Abstract
Introduction
Clinical isolates of P. aeruginosa producing acquired β-lactamases such as GES-5 have caused outbreaks in several hospitals in different regions of the world, such as China, 33 South Africa, 15 Brazil, 20 and Spain. 32 VIM-family MBLs were first described in Europe in 1999 and since that time, specific reports on VIM-11 19 and VIM-13, 14 as well as on other VIM variants, have been made worldwide, at present reaching a family with 32 subtypes 18 (nomenclature is in accordance with that provided by G. Jacoby on the Lahey website available at www.lahey.org/studies/other.asp#table1]). The simultaneous presence of genes encoding MBLs and/or ESBLs has been described in P. aeruginosa. 32 In Mexico, blaVIM-2 was found in Escherichia coli isolates in 2009 17 and simultaneously with blaIMP-15 in P. aeruginosa clinical isolates in 2010. 24 In addition, a blaVIM-23 variant was identified in an Enterobacter cloacae isolate (GenBank accession number GQ242167).

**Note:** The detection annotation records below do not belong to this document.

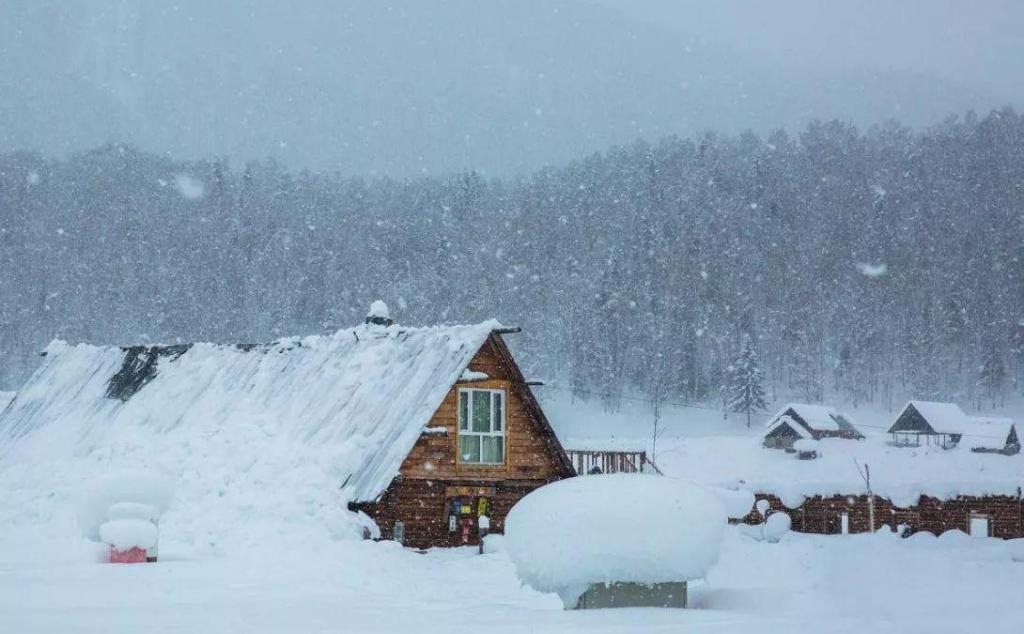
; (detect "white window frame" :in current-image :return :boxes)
[456,387,509,466]
[967,511,992,537]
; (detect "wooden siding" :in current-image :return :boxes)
[352,336,572,548]
[740,494,1024,539]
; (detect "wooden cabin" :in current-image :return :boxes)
[349,329,575,548]
[889,400,971,449]
[0,302,575,548]
[762,403,864,452]
[965,416,1021,456]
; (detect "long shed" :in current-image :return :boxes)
[0,302,574,548]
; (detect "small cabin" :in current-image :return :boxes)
[0,302,575,548]
[763,403,864,452]
[889,400,973,449]
[964,416,1021,456]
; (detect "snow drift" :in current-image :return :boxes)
[0,322,498,553]
[505,474,727,603]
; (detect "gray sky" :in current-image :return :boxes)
[590,0,1024,103]
[0,0,1024,175]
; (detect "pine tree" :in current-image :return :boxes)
[978,345,1007,408]
[729,337,768,427]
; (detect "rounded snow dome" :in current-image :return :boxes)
[505,473,728,598]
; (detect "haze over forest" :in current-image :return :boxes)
[0,0,1024,409]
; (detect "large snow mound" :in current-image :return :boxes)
[505,474,727,599]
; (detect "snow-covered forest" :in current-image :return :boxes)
[0,109,1024,409]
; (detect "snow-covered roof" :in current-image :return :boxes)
[896,400,973,434]
[658,435,1024,507]
[961,416,1014,450]
[0,321,500,501]
[767,403,856,431]
[762,414,811,438]
[793,438,818,453]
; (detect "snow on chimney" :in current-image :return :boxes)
[367,299,394,326]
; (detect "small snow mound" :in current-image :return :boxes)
[106,502,160,521]
[764,513,793,544]
[99,519,157,550]
[1007,538,1024,563]
[367,299,391,320]
[174,174,206,201]
[505,474,727,604]
[857,262,889,278]
[77,471,174,542]
[712,489,767,517]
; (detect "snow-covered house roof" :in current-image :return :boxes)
[889,400,974,435]
[767,403,861,436]
[762,414,813,438]
[0,319,500,501]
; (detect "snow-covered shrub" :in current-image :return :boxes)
[756,500,771,517]
[763,513,793,544]
[77,471,174,542]
[505,474,727,606]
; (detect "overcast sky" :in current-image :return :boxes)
[0,0,1024,175]
[591,0,1024,104]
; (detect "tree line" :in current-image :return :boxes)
[0,109,1024,415]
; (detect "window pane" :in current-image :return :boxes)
[490,392,505,431]
[472,390,490,432]
[459,434,480,462]
[482,436,505,463]
[459,392,469,429]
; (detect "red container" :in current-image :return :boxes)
[111,546,145,563]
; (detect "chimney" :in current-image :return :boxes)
[366,299,394,327]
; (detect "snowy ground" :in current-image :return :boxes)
[0,400,1024,634]
[6,529,1024,634]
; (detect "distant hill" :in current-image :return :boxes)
[0,0,997,175]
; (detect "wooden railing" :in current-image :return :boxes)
[565,449,662,475]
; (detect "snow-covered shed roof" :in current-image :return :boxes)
[767,403,859,433]
[657,435,1024,508]
[889,400,973,434]
[961,416,1014,450]
[0,321,500,501]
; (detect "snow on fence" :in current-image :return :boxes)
[565,449,662,475]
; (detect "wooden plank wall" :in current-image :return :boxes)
[353,340,562,548]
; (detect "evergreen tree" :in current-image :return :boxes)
[729,337,768,427]
[978,344,1007,408]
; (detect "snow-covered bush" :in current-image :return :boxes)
[77,471,174,543]
[763,513,793,544]
[505,474,727,606]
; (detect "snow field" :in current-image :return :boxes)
[505,474,728,606]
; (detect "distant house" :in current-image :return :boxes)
[763,403,864,451]
[0,302,575,548]
[962,416,1021,456]
[889,400,974,449]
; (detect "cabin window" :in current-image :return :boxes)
[459,389,505,464]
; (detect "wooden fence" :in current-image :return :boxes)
[565,449,662,475]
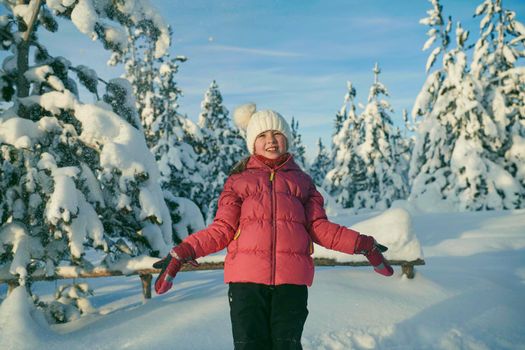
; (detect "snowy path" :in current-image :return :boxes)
[0,211,525,350]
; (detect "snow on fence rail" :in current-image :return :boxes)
[0,208,425,299]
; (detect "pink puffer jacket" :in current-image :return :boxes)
[185,156,359,286]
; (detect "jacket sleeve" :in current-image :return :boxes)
[305,183,359,254]
[184,176,242,258]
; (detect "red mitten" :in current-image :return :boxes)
[354,235,394,276]
[153,242,197,294]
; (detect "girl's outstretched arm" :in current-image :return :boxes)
[305,183,388,276]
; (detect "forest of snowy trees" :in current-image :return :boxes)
[0,0,525,321]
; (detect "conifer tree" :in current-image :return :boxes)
[323,82,366,208]
[198,81,247,222]
[308,138,332,186]
[0,1,171,320]
[354,63,408,209]
[410,0,523,210]
[289,117,306,169]
[122,23,204,242]
[471,0,525,208]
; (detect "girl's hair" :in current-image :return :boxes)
[230,156,250,175]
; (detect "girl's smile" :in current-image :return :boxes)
[254,130,287,159]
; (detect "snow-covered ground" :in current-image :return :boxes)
[0,210,525,350]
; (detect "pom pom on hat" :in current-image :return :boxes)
[233,103,292,154]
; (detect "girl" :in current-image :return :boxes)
[154,104,393,350]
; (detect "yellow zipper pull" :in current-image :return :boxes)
[233,227,241,241]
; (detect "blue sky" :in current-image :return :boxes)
[6,0,525,161]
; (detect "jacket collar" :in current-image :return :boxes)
[246,154,301,172]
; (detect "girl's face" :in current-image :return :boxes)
[254,130,286,159]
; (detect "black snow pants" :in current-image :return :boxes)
[228,283,308,350]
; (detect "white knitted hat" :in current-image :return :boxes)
[233,103,292,154]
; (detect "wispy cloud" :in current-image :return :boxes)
[202,45,303,57]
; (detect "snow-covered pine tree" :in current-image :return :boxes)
[354,63,408,209]
[471,0,525,208]
[323,82,366,208]
[198,81,248,223]
[409,0,452,205]
[410,1,522,210]
[289,117,306,169]
[0,0,171,318]
[121,23,204,242]
[308,138,332,186]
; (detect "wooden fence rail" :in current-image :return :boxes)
[0,258,425,299]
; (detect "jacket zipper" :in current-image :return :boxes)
[270,170,277,285]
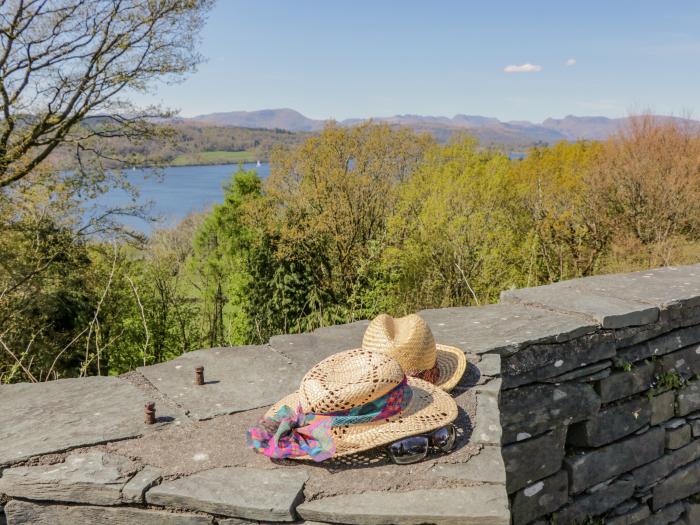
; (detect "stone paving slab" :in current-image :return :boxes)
[0,377,178,466]
[579,264,700,308]
[5,500,212,525]
[122,465,163,504]
[146,467,309,521]
[501,264,700,328]
[0,452,138,505]
[270,321,369,370]
[431,446,506,484]
[501,278,659,328]
[297,485,510,525]
[419,304,598,356]
[138,346,306,420]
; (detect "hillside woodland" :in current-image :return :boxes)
[0,116,700,382]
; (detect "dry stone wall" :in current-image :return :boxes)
[0,265,700,525]
[500,266,700,525]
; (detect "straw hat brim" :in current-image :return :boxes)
[435,344,467,392]
[266,377,457,459]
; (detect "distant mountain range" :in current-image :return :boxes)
[183,108,700,147]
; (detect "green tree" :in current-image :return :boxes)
[384,138,525,312]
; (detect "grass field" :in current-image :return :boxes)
[171,151,258,166]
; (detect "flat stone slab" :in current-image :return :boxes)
[138,346,306,420]
[501,278,659,328]
[297,485,510,525]
[146,467,309,521]
[5,500,212,525]
[419,304,598,356]
[0,452,138,505]
[122,465,163,504]
[431,446,506,484]
[0,377,178,466]
[270,321,369,370]
[580,264,700,308]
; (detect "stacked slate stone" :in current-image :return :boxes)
[500,265,700,525]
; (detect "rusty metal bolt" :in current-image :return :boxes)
[144,401,156,425]
[194,366,204,385]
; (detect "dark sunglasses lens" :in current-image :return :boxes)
[389,436,428,465]
[430,425,457,452]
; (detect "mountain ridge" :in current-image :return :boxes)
[182,108,700,146]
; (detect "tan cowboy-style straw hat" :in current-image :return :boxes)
[254,348,457,459]
[362,314,467,392]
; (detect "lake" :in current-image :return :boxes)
[97,152,526,233]
[97,164,270,233]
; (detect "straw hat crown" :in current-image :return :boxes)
[362,314,437,374]
[362,314,467,392]
[266,348,457,459]
[299,349,404,414]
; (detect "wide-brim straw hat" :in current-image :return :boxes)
[362,314,467,392]
[266,348,457,459]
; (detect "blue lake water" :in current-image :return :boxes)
[97,164,270,233]
[97,152,526,233]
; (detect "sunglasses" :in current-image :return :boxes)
[387,425,457,465]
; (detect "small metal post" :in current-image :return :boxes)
[194,366,204,385]
[144,401,156,425]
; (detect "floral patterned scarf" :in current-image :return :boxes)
[246,377,413,461]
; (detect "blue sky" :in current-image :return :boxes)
[138,0,700,121]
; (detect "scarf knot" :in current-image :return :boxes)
[246,377,413,461]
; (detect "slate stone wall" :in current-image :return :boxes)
[500,266,700,525]
[0,265,700,525]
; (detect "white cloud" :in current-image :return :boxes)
[503,63,542,73]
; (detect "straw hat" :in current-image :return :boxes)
[362,314,467,392]
[266,348,457,459]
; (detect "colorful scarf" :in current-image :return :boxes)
[246,377,413,461]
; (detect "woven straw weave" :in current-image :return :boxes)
[267,349,457,459]
[362,314,467,392]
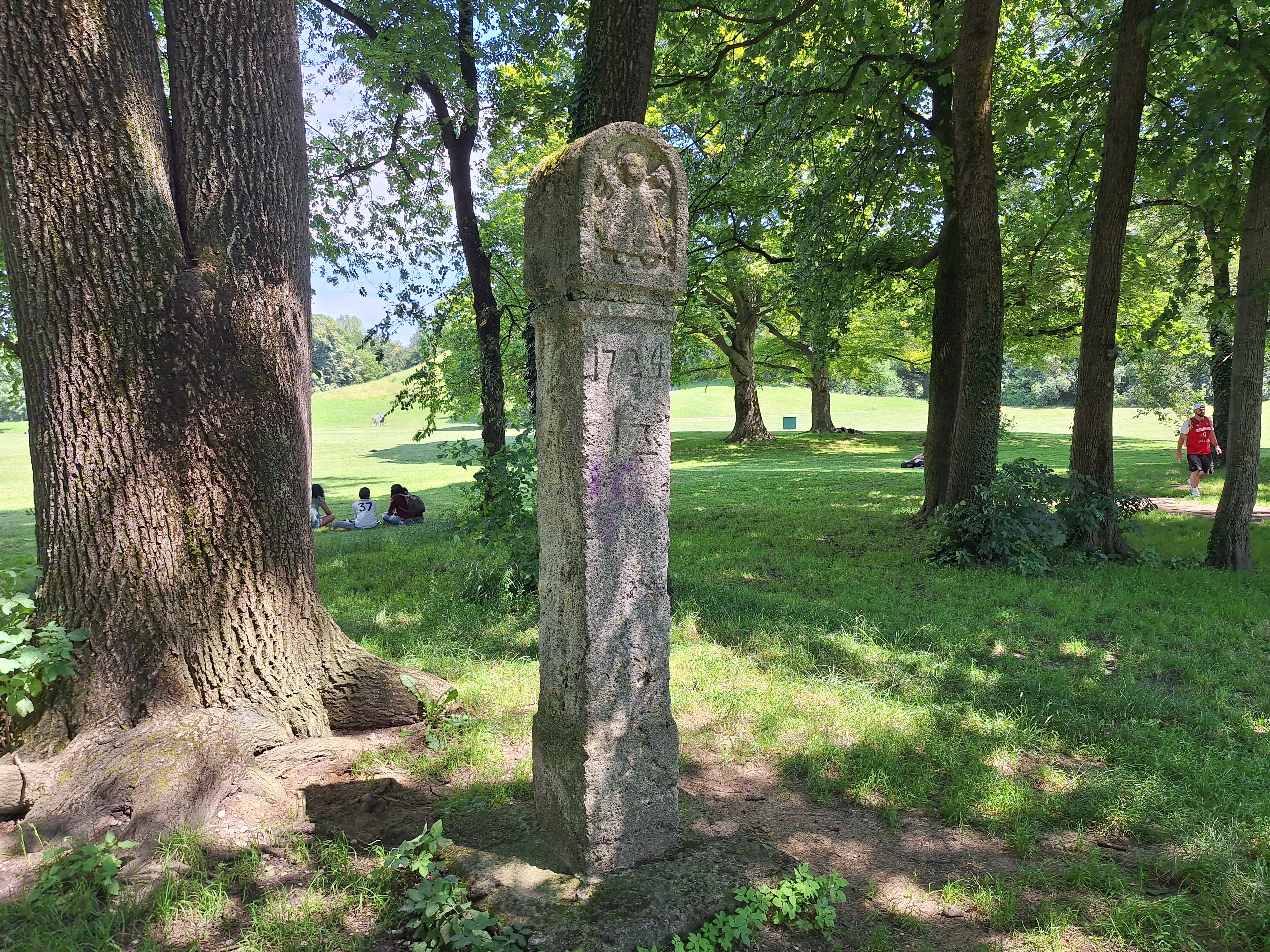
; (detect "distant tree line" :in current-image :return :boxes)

The aim of this study was to determine the diversity of β-lactamases in a group of multidrug-resistant (MDR) isolates of P. aeruginosa involved in nosocomial infections in Mexico in 2004, demonstrating the novel combination blaGES-5 and blaVIM-11, as well as the previously reported blaVIM-2 and blaOXA-2.
Materials and Methods
Biological material
Fourteen imipenem- and ceftazidime-resistant P. aeruginosa isolates were studied. 5 These isolates were obtained from cases of nosocomial infections at the Intensive Care Service, Hospital of Infectious Diseases, La Raza National Medical Center, Mexican Institute of Social Security (IMSS) in Mexico City, from August to November 2004. Bacteriological identification was performed with the BBL Crystal® system (Becton, Dickinson and Company), and three isolates were selected at random to confirm identification at the molecular level, analyzing their 16S rDNA gene partial sequence (results not shown).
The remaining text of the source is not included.